I use Visual Studio 2017 -> Tools -> Get Tools and Features menu, then double check the "Desktop Development with C++" is installed (ticked) as shown below - if not, it should be installed. After then, you will be able to find "vcvarsall.bat" in this default directory, e.g. C:\Program Files (x86)\Microsoft Visual Studio\2017\Community\VC\Auxiliary\Build
4.7.3 Install the Python 3 Binding to HealthShare instance
Now I will set up the "Python 3 binding to HealthShare" directly in my "tensorflow-gpu" environment that I installed as in above sections.

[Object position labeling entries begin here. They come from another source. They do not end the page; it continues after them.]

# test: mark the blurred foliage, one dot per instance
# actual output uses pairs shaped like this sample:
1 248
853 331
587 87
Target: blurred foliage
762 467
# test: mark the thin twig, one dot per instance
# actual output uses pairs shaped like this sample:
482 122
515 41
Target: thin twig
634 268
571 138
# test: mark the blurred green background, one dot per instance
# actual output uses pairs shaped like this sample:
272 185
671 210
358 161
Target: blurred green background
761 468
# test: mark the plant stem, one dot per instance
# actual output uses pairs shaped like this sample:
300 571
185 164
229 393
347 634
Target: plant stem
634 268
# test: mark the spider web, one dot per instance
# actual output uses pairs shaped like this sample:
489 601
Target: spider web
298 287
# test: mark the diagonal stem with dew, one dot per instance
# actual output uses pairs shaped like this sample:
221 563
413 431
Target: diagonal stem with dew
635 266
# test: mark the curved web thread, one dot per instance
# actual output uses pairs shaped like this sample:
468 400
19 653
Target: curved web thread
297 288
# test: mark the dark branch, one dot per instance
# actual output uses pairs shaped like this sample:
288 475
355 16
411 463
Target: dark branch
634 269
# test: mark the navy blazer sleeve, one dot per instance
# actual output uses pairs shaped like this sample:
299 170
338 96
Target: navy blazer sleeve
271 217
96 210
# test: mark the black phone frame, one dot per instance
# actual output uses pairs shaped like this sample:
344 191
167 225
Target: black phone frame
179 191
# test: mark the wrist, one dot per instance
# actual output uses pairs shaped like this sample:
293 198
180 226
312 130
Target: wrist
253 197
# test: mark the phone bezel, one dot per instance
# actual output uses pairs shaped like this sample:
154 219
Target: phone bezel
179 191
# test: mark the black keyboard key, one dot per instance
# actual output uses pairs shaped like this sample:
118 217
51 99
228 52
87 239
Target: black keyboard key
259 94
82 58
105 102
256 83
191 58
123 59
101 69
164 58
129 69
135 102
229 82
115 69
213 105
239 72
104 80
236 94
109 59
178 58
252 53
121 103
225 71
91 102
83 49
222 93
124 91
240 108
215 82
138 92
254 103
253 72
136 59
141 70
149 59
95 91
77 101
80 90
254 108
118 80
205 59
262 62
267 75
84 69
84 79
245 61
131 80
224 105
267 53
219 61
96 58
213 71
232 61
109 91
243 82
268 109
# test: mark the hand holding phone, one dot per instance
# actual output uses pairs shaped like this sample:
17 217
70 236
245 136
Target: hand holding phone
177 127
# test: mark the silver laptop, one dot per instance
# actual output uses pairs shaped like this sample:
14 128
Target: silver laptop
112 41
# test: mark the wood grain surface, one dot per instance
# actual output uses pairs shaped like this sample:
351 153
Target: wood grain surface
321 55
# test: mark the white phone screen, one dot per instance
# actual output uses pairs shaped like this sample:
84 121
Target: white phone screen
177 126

Note: I ran "python setup3.py install" instead of "...setup.py ...":
(tensorflow-gpu) c:\>cd c:\InterSystems\HS20181\dev\python
(tensorflow-gpu) c:\InterSystems\HS20181\dev\python>python setup3.py install
enter directory where you installed Cache'c:\InterSystems\HS20181
installing library code to build\bdist.win-amd64\egg
copying build\lib.win-amd64-3.6\intersys\pythonbind.py -> build\bdist.win-amd64\egg\intersys
creating stub loader for intersys\pythonbind31.cp36-win_amd64.pyd
byte-compiling build\bdist.win-amd64\egg\intersys\pythonbind31.py to pythonbind31.cpython-36.pyc
Extracting pythonbind3-1.0-py3.6-win-amd64.egg to c:\users\zhongli\appdata\local\conda\conda\envs\tensorflow-gpu\lib\site-packages
Adding pythonbind3 1.0 to easy-install.pth file
Processing dependencies for pythonbind3==1.0
Finished processing dependencies for pythonbind3==1.0
4.7.4 Verify the Binding is working with HealthShare database instance
Now let's run the "test.py" sample within "samples3" path :
(tensorflow-gpu) c:\InterSystems\HS20181\dev\python\samples3>python test.py
Simple Python binding sample
Cache server port (default 1972)? 56778
Connection string: localhost:SAMPLES
Connecting to Cache server
Opening Sample.Person instance with ID 1 with default concurrency and timeout
Getting the value of the Name property
Value: Zevon,Mary M.
Test completed successfully
The above confirmed that my Python 3 binding into the specific HealthShare database (SAMPLES namespace: Sample.Person table ) has been working within a tensorflow-gpu environment.
5. What's next
Now we have a basic environment with some popular tools to start to try some real deep learning demos.
Next in "Part II" We will use Jupyter Notebook to run the sample codes, and try to explore the key concept of various models and their capabilities, starting from the most classic one that almost everybody started with. We will always try to find the simplest approach or shortcut to explore how to train/predict some common sample data, before we even attempt to imagine or collect some real cases together in the long reach.
Most of the work here were re-done over the peaceful Christmas and New Year holiday. I re-installed most tools listed above for my wife on various MacOS/Linux/Windows platforms since her best PhD student graduated on time by then, so I became her "IT support" during the holiday. For this demo kit listed here, the only thing extra was to run the Python binding to a HealthShare instance.
7.1 GPU driver update: I was reminded by my teenage son that updating GPU driver directly occasionally caused issue for other applications such as Matlab or common gaming platforms, so you need to be comfortable fiddling through their fixes.
7.2 Simple shortcut: Whenever possible, we will always try the simplest code or shortcuts. For any possible real cases or implications, the formal methodologies on the model parameter optimisation as well as data normalisation would always be heavy-weight tasks that need not be considered here for demo data set.